The phone message came in at about 1:20 p.m. on Thursday, March 7. An unidentified male caller left an anonymous voice message at the Shelton Public Schools central office, claiming a gasoline bomb was located in a vehicle on campus.
“The caller, using a disguised voice, made reference to Shelton High School [SHS], although the description of SHS was only partially accurate,” School Supt. Freeman Burr later explained in a message to parents and staff.
“The caller referred to a vehicle at SHS. A description of the vehicle was provided as well,” Burr said in the voice-mail message.
Because the message involved a specific location on the campus grounds and kind of device, police were able to quickly check out its validity.
Within 10 to 15 minutes, police had conducted a thorough search and determined the threat was a hoax “We were able to investigate, and because the threat was specific, we determined those things were safe,” a police official said of the incident.
Police response was swift
Burr had been called out of a meeting to listen to the voice mail message, and then immediately contacted the Shelton police, who rushed to the scene with fire officials. The caller “sounded like someone disguising their voice,” Burr said.

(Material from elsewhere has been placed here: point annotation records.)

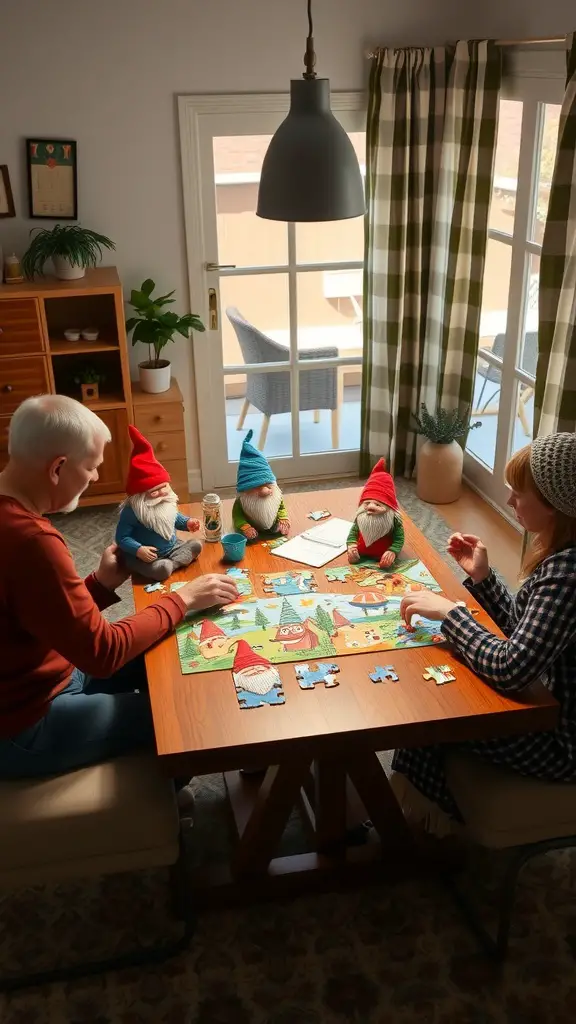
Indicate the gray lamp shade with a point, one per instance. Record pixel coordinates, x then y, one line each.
311 171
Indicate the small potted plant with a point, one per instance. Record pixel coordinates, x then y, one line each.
71 248
155 327
89 379
439 466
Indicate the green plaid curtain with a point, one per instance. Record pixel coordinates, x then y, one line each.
430 141
556 375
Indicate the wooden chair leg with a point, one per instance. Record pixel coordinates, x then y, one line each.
243 414
263 433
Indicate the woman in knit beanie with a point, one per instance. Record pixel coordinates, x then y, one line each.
539 627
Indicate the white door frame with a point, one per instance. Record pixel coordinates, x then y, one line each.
198 116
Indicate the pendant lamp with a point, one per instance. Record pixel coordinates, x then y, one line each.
311 171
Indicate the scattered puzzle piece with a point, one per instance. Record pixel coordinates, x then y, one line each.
382 673
309 675
440 674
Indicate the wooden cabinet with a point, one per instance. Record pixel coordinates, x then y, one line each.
36 358
160 418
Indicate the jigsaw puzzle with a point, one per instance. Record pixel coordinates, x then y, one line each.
440 674
310 675
382 673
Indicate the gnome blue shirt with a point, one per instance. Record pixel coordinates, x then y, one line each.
259 507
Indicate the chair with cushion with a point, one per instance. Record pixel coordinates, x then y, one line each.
270 393
504 810
113 817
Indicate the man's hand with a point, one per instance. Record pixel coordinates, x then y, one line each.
112 572
354 554
208 592
147 554
425 603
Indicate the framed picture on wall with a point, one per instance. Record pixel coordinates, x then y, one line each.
6 200
52 178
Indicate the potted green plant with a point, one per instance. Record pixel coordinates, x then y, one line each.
71 248
89 379
155 327
439 466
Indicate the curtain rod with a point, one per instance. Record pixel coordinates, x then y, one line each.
499 42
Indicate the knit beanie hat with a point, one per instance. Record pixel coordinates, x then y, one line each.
552 461
145 472
253 469
380 486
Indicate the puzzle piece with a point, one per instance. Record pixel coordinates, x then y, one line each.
309 675
382 673
440 674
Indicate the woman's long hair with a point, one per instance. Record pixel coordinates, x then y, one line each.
563 531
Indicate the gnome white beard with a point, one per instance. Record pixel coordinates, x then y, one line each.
256 679
158 514
373 526
262 511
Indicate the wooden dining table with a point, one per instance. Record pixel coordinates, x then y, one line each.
322 744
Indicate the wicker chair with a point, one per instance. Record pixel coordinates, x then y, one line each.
270 393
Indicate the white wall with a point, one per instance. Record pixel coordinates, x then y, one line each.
107 74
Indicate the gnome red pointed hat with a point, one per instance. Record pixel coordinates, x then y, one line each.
379 486
245 657
145 472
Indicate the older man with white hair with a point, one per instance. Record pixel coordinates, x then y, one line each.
72 684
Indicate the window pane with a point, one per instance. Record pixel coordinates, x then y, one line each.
546 166
528 349
330 409
260 402
262 301
331 242
330 311
524 422
504 186
244 240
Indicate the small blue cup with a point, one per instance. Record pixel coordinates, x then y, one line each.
235 546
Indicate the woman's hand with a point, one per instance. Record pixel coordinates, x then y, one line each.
425 603
470 554
208 592
112 572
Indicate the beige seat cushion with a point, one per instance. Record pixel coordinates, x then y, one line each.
120 815
502 808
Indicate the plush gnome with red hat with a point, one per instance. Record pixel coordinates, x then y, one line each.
150 517
377 531
251 672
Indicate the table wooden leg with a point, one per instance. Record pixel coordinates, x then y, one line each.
260 838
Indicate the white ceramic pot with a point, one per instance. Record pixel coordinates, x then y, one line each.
67 270
439 472
155 379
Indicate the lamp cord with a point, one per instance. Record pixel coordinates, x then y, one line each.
310 55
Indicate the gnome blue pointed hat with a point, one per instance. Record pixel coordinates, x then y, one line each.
253 469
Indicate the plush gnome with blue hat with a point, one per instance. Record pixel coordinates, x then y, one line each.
259 506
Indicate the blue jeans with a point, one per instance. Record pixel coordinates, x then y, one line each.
91 720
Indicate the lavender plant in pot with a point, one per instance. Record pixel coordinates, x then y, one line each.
155 327
439 466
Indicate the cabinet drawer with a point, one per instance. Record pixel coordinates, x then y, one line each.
157 419
21 330
168 445
18 380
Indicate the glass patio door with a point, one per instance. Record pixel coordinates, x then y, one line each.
282 303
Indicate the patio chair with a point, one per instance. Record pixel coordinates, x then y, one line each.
493 375
270 393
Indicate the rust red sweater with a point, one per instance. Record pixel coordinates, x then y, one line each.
50 620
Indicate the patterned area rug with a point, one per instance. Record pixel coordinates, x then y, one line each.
386 954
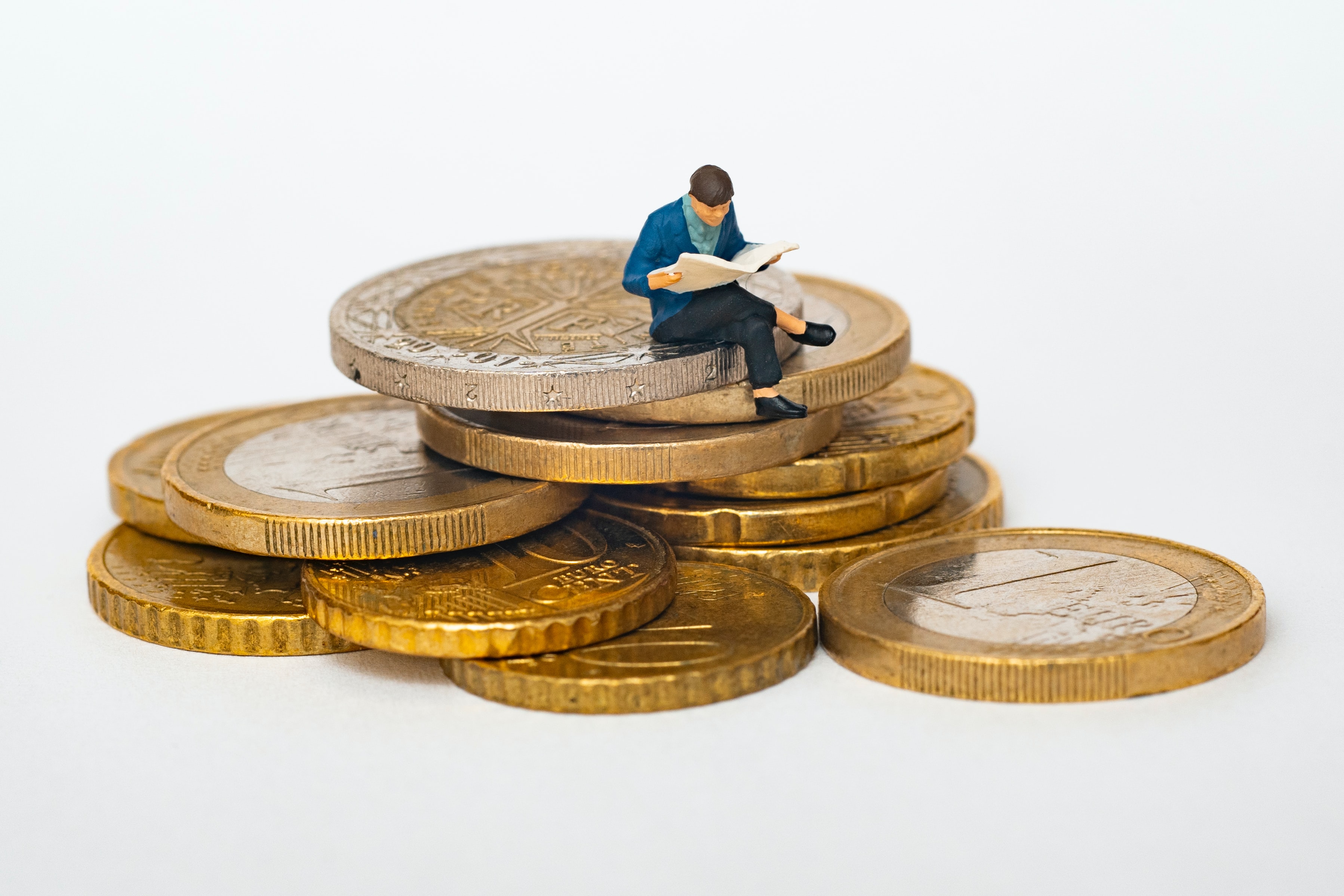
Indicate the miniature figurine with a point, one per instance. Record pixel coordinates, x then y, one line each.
705 222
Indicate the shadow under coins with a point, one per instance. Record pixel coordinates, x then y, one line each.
393 667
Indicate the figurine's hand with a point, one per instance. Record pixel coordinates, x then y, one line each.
659 281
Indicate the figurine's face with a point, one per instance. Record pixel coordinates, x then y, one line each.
711 215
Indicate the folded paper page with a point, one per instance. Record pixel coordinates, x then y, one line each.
706 272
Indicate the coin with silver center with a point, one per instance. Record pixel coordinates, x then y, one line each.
1042 616
545 327
345 479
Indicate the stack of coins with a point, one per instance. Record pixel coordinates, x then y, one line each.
562 512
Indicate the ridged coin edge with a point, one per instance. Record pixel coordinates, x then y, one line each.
203 631
653 694
525 637
1053 679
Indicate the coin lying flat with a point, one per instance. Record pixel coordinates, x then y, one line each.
545 327
974 500
202 598
690 519
565 448
1042 616
728 633
345 479
587 578
135 487
871 348
924 421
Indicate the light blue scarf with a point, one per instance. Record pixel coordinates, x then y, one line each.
703 237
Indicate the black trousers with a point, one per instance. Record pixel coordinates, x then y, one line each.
732 315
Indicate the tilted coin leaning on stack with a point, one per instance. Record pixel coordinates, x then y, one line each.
443 519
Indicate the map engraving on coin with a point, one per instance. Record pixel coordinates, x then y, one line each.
1042 616
545 327
1039 597
345 479
351 459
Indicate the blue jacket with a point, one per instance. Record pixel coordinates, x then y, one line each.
662 242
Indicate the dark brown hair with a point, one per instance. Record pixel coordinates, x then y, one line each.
711 186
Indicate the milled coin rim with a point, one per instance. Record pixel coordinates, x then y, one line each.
720 452
135 506
819 378
652 692
967 668
148 618
858 471
806 566
504 638
750 523
206 503
402 373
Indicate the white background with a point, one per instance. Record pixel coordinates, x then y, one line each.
1122 225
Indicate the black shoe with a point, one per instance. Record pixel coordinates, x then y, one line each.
815 335
777 407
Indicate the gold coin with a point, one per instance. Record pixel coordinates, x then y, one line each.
345 479
921 422
689 519
138 492
587 578
564 448
728 633
1042 616
974 500
871 348
199 598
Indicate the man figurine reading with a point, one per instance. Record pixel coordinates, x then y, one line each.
705 222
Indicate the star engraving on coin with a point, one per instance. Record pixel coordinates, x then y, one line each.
553 397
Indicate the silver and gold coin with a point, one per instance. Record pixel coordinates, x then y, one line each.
728 633
921 422
566 448
587 578
974 500
133 483
871 348
199 598
545 327
690 519
1042 616
345 479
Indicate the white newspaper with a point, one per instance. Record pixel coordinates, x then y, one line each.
703 272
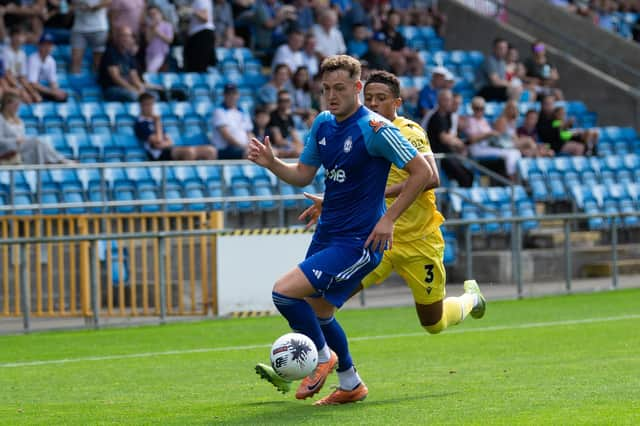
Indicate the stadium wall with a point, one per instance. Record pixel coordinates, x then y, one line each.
571 26
616 103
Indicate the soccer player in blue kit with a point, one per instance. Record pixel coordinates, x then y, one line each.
356 148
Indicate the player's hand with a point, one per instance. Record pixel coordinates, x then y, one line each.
312 213
261 153
381 237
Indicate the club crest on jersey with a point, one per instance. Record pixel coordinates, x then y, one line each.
347 145
376 125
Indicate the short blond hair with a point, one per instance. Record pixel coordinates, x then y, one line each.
341 62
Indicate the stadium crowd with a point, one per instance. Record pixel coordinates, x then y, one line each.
122 43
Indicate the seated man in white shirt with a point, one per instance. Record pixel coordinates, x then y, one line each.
41 71
232 128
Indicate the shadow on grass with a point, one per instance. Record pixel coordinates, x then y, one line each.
288 411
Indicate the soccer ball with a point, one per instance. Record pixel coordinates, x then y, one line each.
294 356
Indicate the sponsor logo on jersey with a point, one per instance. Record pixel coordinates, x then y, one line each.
336 175
347 145
376 125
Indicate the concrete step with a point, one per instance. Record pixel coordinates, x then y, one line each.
605 268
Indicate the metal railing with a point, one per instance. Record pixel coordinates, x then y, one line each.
91 297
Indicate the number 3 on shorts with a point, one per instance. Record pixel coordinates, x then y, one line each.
429 276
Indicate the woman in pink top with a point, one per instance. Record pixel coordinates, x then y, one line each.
485 141
159 35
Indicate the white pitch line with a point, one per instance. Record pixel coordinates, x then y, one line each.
363 338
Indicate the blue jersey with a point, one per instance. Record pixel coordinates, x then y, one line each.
356 154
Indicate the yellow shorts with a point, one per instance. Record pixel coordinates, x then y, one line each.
420 263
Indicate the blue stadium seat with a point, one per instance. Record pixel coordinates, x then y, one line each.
148 193
74 196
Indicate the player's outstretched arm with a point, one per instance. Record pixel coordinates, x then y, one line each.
297 174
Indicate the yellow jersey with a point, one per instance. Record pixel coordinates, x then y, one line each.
422 217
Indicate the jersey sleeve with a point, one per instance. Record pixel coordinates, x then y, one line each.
417 137
389 143
310 154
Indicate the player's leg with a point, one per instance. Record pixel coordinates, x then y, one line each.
288 296
351 387
425 274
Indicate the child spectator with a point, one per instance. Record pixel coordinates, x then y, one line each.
41 71
159 146
159 35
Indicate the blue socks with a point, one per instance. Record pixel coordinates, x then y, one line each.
300 316
337 341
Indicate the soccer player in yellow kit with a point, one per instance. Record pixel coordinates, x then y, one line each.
417 251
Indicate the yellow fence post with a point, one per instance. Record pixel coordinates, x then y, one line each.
216 221
85 279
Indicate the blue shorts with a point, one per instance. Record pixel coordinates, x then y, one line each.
335 269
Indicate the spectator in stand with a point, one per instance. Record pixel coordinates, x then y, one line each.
401 57
377 55
285 139
329 40
442 141
15 66
128 13
570 141
90 28
305 17
271 22
457 121
528 129
506 125
224 26
309 55
301 92
261 118
118 74
15 146
268 93
41 71
159 36
428 96
516 74
494 83
159 146
232 128
290 53
541 74
358 45
199 48
27 14
484 141
168 10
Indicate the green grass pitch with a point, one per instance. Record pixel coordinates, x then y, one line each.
556 360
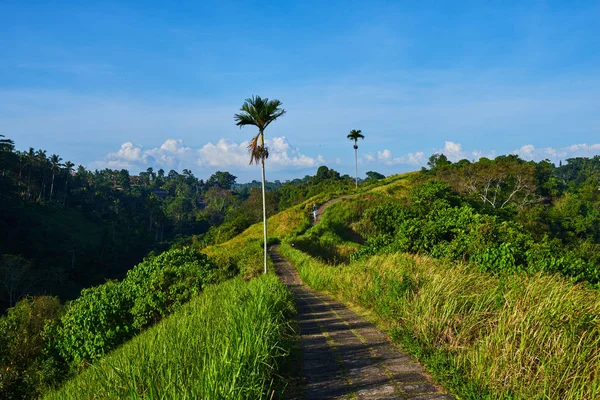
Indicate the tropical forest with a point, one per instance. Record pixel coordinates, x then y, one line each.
153 284
299 200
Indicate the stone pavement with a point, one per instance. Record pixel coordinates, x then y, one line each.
346 357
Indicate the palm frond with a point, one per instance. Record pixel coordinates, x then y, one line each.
252 149
355 135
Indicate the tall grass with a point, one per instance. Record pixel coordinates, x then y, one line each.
516 337
224 344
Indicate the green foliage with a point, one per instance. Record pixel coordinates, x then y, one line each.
161 284
25 366
435 224
516 336
374 175
105 316
96 322
224 344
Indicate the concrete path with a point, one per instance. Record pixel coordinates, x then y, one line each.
346 357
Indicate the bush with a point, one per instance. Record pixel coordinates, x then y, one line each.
105 316
224 344
160 284
24 365
95 323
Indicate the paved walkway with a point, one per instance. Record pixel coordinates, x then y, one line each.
346 357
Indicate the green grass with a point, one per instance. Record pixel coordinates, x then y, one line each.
512 337
224 344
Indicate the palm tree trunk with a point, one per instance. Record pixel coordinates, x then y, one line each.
356 164
52 186
262 143
65 197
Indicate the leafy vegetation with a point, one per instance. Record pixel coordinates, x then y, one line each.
518 336
224 344
45 342
486 272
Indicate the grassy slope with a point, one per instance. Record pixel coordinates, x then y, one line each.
224 344
485 337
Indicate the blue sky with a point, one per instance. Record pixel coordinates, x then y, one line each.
137 84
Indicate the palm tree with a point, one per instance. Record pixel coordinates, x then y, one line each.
68 169
31 162
260 113
355 135
55 166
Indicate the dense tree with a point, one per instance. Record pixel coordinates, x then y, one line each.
223 180
374 175
259 112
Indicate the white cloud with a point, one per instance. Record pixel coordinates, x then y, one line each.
453 151
173 154
530 152
385 157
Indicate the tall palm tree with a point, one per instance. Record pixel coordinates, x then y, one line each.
31 162
355 135
260 113
68 170
55 166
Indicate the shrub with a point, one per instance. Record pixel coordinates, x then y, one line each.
95 323
24 365
105 316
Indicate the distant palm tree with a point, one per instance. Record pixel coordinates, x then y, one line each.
31 162
355 135
55 166
260 113
68 169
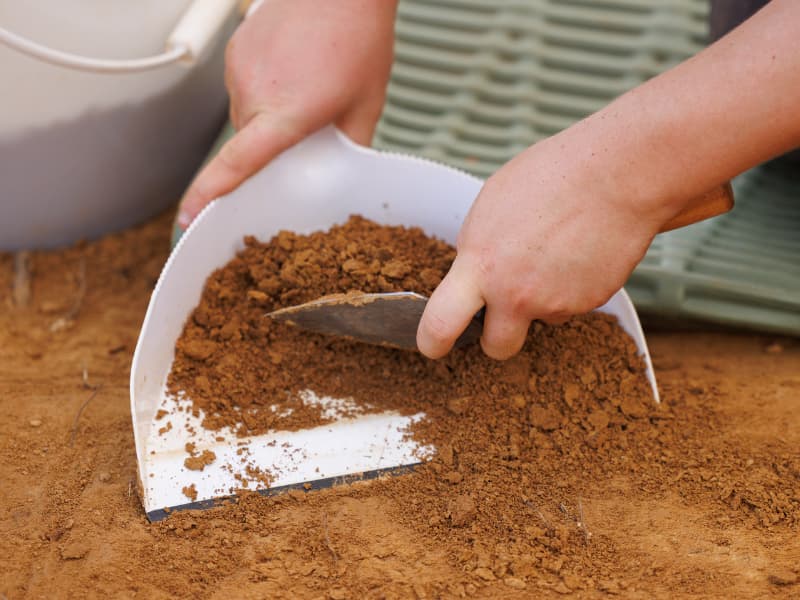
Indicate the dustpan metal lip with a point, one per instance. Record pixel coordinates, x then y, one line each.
160 514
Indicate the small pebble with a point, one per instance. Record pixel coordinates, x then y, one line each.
774 348
783 577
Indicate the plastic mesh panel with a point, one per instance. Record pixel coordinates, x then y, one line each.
477 81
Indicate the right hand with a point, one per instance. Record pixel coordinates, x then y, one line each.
293 67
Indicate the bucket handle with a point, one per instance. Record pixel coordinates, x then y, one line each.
197 27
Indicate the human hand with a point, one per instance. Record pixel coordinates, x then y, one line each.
293 67
548 237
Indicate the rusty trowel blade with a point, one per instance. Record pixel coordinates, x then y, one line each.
386 319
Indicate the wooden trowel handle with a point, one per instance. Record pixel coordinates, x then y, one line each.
713 203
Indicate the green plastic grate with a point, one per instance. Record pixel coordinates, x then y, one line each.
477 81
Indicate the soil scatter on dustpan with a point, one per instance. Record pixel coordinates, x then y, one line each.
246 371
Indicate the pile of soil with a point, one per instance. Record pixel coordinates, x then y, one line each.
235 363
698 496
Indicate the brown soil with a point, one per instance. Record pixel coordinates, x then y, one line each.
700 496
233 362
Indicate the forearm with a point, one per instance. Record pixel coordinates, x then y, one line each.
723 111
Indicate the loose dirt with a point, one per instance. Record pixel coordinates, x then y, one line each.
699 496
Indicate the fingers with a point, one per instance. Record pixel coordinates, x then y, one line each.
262 138
448 312
359 123
503 333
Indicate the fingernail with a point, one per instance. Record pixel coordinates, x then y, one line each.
184 219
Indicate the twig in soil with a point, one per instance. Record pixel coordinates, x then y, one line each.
65 320
85 379
587 535
327 538
21 291
539 513
74 429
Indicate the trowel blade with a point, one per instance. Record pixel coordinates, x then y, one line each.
385 319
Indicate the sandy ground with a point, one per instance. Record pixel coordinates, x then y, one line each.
716 515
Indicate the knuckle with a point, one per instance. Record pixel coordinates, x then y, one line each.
437 330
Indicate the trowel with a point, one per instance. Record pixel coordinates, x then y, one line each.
310 187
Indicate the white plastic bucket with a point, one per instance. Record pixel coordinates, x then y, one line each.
84 153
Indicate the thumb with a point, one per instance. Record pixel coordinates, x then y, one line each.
449 310
263 137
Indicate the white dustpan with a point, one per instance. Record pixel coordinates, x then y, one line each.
318 183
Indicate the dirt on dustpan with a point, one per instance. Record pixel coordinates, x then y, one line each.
698 496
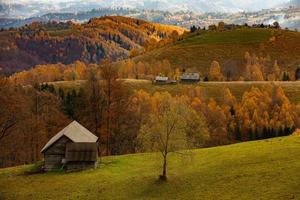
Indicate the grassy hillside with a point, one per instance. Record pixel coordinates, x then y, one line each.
228 48
267 169
106 37
210 89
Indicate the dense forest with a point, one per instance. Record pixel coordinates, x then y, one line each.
106 107
90 42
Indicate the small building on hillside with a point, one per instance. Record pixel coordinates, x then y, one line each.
190 77
73 148
163 80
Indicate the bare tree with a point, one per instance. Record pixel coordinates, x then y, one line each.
167 130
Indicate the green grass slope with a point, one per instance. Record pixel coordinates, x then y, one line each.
228 48
267 169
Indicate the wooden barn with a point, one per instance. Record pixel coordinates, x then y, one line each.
73 148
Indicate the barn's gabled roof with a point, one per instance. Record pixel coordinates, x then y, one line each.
75 132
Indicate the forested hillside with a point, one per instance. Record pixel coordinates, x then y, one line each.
231 49
106 37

SHS administrators were immediately aided by the school resource officer (police officer) at the scene as well.
A decision was made not to evacuate the facility because the school was about to dismiss, checking the location of the specific threat took only a few minutes, and students and staff would have been asked to stay inside the building anyway because of the location of the threat.
“We would have maintained shelter in place much longer if it appeared more valid,” Burr said.
Students began leaving the school grounds on buses at 2:15 p.m., the regular dismissal time, with police and fire officials monitoring the situation.
‘Details didn’t fit’
Burr said there are other reasons why the threat appeared to be fake besides the caller apparently trying to disguise his voice. “Some of the details didn’t fit,” he said.
He said it was decided not to send out an immediate message to parents because the validity of the threat was checked out so quickly and there was limited information to disseminate before the situation was resolved.
“We didn’t think the threat was valid, but we did have to investigate,” he said. “Then we quickly knew it was not valid.”
The superintendent said “crank threats” involving the schools are received from time to time.